Compact Disc
JURNAL UJI SENSITIVITAS MODEL NUMERIK WRF-ARW PADA SIMULASI HUJAN LEBAT DI PEKANBARU (STUDI KASUS TANGGAL 7 MARET 2015)
Kejadian hujan lebat yang terjadi di wilayah Kota Pekanbaru pada tanggal 7 Maret 2015
cukup menarik perhatian. Kejadian tersebut merupakan hujan lebat pertama setelah Kota
Pekanbaru dilanda cuaca panas dengan suhu yang cukup tinggi selama beberapa bulan terakhir.

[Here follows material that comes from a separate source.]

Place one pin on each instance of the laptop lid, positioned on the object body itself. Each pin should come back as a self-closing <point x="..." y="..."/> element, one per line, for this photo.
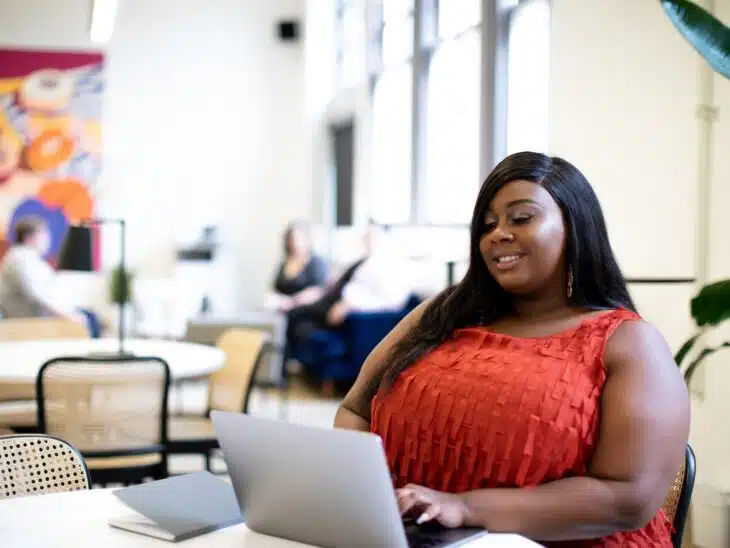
<point x="330" y="488"/>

Mengingat kondisi fisis atmosfer di daerah tropis sangat bervariasi, maka perlu dilakukan
simulasi kejadian hujan lebat dengan menggunakan model numerik Weather Research and
Forecasting – Advanced Research WRF (WRF-ARW) untuk mengetahui kondisi atmosfer yang
terjadi di daerah tersebut. Dalam penelitian ini dilakukan pengujian terhadap sembilan
konfigurasi skema parameterisasi mikrofisis dan kumulus model WRF-ARW yang berbeda. Dari
hasil verifikasi secara dikotomi, spasial, dan kuantitatif terhadap hasil keluaran sembilan
konfigurasi skema tersebut, dapat diketahui bahwa konfigurasi skema 9 yang terdiri dari skema
WSM3 untuk mikrofisis, YSU untuk PBL, dan Grell Devenyi untuk kumulus dianggap skema yang
paling baik dalam mensimulasikan kejadian hujan lebat di Pekanbaru tanggal 7 Maret 2015. Dari
analisis hasil keluaran skema terpilih tersebut diketahui bahwa kondisi atmosfer di atas wilayah
Pekanbaru cukup basah yang ditunjukkan dengan nilai kelembaban udara per lapisan yang tinggi,
didukung dengan nilai CAPE yang cukup tinggi serta adanya arus konvergensi, dimana kondisi
tersebut sangat mendukung proses pembentukkan awan-awan konvektif yang dapat menyebabkan
terjadinya hujan lebat.
Kata kunci : hujan lebat, skema parameterisasi, WRF-ARW, Pekanbaru.